Search code examples
doublefixed-point

Fixed point <-> Double precision


I need insight on signed conversion.

An input to a C routine is guaranteed to lie in the range -Pi to pi. This is passed by "double" data type.

Since my device lacks a FPU, I must perform math (Divide input by Pi )on the input using fixed point on a 24bit register.

Since the range is known, I am able to store the input data in Q3.10 format.

So:

 typedef int Q3_10;
 Q1_10 ReciProc_Pi = 0x145;
 Q3_10 FP_DataQ310 = (Q3_10)(Input_Data * 1024); /* Scale by 2^10 */
 Q4_20 FP_DataQ420 = FP_DataQ310 * ReciProc_Pi;  /* Input / Pi */
 Q4_23 FP_DataQ423 = FP_DataQ420 << 3; /* Change 4Q20 to 4Q23 */
 Q1_23 FP_DataQ123 = FP_DataQ423 & 0xFFFFFF; /* Retain 24 bits */

I am able to verify printing out fraction using the venerable printf.

 double Fraction = (double)((double)FP_DataQ123 / (65536 * 128));
 printf("Fraction = %f\n", Fraction);

So for an input such as 2.5678, the fraction is correctly identified as 0.81483.

Are negative numbers to be treated the same?
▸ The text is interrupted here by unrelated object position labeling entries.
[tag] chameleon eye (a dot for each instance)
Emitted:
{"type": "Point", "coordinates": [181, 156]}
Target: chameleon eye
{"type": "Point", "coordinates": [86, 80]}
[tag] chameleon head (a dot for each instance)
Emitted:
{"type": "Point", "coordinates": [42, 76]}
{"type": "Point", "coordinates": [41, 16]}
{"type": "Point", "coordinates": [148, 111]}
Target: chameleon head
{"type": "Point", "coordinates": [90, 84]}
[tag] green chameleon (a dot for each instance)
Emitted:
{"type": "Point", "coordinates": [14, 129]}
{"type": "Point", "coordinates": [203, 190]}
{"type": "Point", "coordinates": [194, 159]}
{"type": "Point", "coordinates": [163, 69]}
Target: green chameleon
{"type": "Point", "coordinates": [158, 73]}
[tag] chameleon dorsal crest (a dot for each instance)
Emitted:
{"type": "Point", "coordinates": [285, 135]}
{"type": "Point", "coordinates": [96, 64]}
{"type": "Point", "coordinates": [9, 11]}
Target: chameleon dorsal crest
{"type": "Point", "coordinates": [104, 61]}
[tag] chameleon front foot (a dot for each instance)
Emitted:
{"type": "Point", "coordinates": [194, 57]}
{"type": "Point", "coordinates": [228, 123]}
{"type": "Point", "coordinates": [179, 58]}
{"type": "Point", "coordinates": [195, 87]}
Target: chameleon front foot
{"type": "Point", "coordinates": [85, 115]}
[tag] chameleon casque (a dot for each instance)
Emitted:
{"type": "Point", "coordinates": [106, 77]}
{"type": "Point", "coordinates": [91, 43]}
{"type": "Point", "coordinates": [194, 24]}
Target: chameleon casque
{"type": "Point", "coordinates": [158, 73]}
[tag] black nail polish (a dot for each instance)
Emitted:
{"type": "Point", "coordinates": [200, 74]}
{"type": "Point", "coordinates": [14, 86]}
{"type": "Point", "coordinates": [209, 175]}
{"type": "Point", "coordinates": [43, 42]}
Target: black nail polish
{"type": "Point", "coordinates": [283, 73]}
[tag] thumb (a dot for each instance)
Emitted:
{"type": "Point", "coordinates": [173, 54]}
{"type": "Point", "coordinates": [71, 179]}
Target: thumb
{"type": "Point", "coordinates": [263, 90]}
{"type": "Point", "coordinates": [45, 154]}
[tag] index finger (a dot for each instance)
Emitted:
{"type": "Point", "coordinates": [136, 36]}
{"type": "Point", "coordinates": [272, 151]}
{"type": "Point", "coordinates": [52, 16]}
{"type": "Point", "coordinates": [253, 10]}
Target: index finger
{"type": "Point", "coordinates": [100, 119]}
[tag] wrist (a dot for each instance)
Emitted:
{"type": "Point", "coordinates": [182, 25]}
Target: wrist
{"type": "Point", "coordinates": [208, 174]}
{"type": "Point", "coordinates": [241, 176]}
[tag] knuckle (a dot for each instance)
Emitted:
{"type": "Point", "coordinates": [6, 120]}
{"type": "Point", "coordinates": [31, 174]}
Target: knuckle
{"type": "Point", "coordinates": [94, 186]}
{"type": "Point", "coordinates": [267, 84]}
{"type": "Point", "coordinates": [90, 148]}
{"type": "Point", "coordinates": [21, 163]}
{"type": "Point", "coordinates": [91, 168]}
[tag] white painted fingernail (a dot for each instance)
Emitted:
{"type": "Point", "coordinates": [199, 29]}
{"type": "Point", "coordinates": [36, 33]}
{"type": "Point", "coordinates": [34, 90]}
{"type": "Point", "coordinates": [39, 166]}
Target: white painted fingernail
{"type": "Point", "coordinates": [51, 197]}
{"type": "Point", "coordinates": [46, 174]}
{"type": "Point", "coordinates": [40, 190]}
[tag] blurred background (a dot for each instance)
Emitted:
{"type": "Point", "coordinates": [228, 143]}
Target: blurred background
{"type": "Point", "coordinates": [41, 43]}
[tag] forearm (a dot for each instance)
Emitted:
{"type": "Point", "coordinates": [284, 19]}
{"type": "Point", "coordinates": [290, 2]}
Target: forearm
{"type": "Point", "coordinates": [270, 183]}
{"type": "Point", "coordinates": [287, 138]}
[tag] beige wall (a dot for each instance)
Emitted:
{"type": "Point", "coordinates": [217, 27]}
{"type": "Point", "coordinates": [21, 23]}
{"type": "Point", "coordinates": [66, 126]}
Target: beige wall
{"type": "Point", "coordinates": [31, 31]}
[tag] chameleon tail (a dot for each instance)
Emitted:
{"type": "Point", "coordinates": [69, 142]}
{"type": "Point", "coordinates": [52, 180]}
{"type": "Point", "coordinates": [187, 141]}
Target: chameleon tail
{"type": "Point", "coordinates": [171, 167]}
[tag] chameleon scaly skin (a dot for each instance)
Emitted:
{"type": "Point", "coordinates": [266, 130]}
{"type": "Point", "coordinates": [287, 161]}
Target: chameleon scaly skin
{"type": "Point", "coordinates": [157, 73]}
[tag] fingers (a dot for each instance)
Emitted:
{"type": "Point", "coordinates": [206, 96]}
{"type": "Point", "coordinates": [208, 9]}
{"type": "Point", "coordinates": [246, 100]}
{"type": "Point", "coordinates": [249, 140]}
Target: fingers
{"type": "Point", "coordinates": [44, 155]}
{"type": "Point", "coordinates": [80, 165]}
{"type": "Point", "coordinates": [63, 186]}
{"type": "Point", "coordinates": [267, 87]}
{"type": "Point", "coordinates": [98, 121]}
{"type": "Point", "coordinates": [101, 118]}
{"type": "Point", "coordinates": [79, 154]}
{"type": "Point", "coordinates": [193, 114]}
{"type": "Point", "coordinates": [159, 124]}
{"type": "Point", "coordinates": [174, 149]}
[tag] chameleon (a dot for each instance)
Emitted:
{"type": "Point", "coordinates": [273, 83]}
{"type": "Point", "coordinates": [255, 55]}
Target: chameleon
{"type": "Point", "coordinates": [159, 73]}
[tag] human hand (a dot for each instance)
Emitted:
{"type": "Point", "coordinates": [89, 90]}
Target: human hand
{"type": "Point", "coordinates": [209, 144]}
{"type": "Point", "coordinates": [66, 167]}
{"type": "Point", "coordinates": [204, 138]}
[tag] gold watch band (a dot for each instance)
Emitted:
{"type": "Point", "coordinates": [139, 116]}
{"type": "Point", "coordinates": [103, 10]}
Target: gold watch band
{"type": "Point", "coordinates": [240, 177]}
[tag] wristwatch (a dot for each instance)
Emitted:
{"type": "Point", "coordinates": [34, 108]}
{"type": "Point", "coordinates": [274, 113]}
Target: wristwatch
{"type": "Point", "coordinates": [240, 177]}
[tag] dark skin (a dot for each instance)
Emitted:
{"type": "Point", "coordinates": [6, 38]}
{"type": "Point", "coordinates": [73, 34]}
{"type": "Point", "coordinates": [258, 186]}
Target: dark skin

Computation above fails when I pass -1.757. The printf reports a positive fraction 1.442410. But the hexadecimal value of FP_DataQ123 seems allright (0xB8a0e8). The sign bit is correctly set to 1.

I later did this:

 Q1_23 FP_DataQ123 = FP_DataQ423 & 0xFFFFFF; /* Retain 24 bits */
 if (FP_DataQ123 >> 23)
  {
    printf("Input is negative\n");
    FP_DataQ123 = (~FP_DataQ123) & 0x7FFFFF; /* Complement */ 
    double Fraction = (double)((double)FP_DataQ123 / (65536 * 128));
    printf("Fraction = %f\n", Fraction);
  }

The printf now reports correct fraction 0.557, but without the minus sign.

How do I get printf to print -0.557 without complementing FP_DataQ123?


Solution

  • So it turns out that all of the integer bits had to be sign extended.

    Q1_23 FP_DataQ123 = FP_DataQ423 & 0xFFFFFF; /* Retain 24 bits */
    

    Although this is correct because Bit-24 is a 1 indicating negative 1Q23 fraction, printf needed everything after Bit-23 to be sign extended.

    Q1_23 FP_DataQ123 = FP_DataQ423 ; 
    

    does the trick. This need for sign extension is fair enough because we are asking it to print a 64bit number and not a 24bit number.